Da bist dann aber auch auf der sicheren Seite und hast Gewährleistung. 

LG Chris


----------



## Joachim (13. Juni 2014)

Moin,

also da gibts schon was von der Stange: http://www.schreier-holz.de/produkte/jalousiezaun.htm aber die Maße sind fix und die Beschläge gibts nicht einzeln - gestern dort bereits 
angefragt. 

@Wuzzel 
Naja - es war/ist für unsere Terasse gedacht. Da kommt Metall nicht wirklich gut. Altes Landhaus... alte Balken für die Terasse... 

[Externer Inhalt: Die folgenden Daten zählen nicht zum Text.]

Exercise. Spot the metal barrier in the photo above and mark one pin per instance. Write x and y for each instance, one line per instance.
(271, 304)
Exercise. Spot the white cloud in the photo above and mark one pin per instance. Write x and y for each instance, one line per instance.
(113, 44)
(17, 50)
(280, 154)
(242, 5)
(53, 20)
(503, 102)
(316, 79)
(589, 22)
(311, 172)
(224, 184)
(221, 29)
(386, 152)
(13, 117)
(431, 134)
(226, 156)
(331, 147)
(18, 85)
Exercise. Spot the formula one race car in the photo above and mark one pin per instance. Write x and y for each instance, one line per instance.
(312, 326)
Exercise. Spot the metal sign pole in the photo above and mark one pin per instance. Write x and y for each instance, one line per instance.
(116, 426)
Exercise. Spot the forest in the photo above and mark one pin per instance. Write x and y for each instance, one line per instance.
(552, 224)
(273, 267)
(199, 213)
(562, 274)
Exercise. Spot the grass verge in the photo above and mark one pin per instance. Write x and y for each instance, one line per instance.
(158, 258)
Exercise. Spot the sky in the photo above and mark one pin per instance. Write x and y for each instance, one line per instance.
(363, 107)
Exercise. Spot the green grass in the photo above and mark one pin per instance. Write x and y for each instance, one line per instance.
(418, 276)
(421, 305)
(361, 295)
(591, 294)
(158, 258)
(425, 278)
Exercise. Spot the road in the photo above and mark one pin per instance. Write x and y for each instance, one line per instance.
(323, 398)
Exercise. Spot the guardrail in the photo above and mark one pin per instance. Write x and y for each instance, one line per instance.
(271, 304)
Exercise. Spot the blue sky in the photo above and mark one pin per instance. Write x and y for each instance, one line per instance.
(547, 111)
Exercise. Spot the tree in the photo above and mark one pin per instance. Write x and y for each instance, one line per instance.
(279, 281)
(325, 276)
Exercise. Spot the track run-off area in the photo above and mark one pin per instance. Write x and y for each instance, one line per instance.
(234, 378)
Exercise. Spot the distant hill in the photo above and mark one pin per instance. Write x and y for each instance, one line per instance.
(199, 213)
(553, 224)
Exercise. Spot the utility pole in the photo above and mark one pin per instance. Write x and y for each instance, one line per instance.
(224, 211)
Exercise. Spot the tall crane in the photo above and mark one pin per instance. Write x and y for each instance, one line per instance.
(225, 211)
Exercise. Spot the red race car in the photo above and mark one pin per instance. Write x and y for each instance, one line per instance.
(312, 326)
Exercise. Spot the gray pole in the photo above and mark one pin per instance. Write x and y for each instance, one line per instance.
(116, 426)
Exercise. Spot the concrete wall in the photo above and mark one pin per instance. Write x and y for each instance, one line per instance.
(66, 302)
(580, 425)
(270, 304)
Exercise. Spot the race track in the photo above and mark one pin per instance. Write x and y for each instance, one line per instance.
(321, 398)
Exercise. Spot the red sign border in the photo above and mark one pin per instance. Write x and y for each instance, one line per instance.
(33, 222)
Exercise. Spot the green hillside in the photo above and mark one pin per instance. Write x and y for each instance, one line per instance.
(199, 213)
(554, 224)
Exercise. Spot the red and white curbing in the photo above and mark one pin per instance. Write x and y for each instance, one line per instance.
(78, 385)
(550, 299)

Muss ich doch mal nen Schreiner vor Ort fragen...


----------



## Wuzzel (13. Juni 2014)

Hab ich mir schon fast gedacht, das das auf den Hof nicht passt in Alu. 
Mach doch mal ein Foto von der Ecke wo der Zaun hinsoll, vielleicht gibts ja noch Alternativen. 
Warum soll das unbedingt ein Jalousiezaun sein ? 
Für vorübergehenden Sichtschutz hilft vielleicht auch eine vertikal Markise !? 

Gruß 
Wuzzel


----------



## Joachim (13. Juni 2014)

Zaun... naja. Es war als "Brüstung" für die Terasse gedacht um bei Bolle Hitze mehr Luftzug zu haben und bei schlechterem Wetter wieder etwas dichter zu machen, das es nicht so zieht. Wir werden ja och nicht jünger... 

Ich such mal n Foto raus.


----------



## Wuzzel (13. Juni 2014)

Dann macht das doch einfach aus normalen Rhombusprofilen, für die luftige Version... und wenn ein Windchen weht zieht ihr davor eine Vertikaljalousie die es z.B. hier gibt oder hier oder bei vielen anderen. Alternativ hilft in Eurem  hohen Alter  natürlich auch ne Wolldecke über die Beine zu legen 

Gruß 
Wuzzel


----------



## Joachim (14. Juni 2014)

Foto...
 

Ich hab zwischenzeitlich dank deiner Tipps auch Windschutznetzrollos und PVC rollos etc. gefunden. Mal schauen was wir aus all dem machen - aber so bleiben wirds nicht.


----------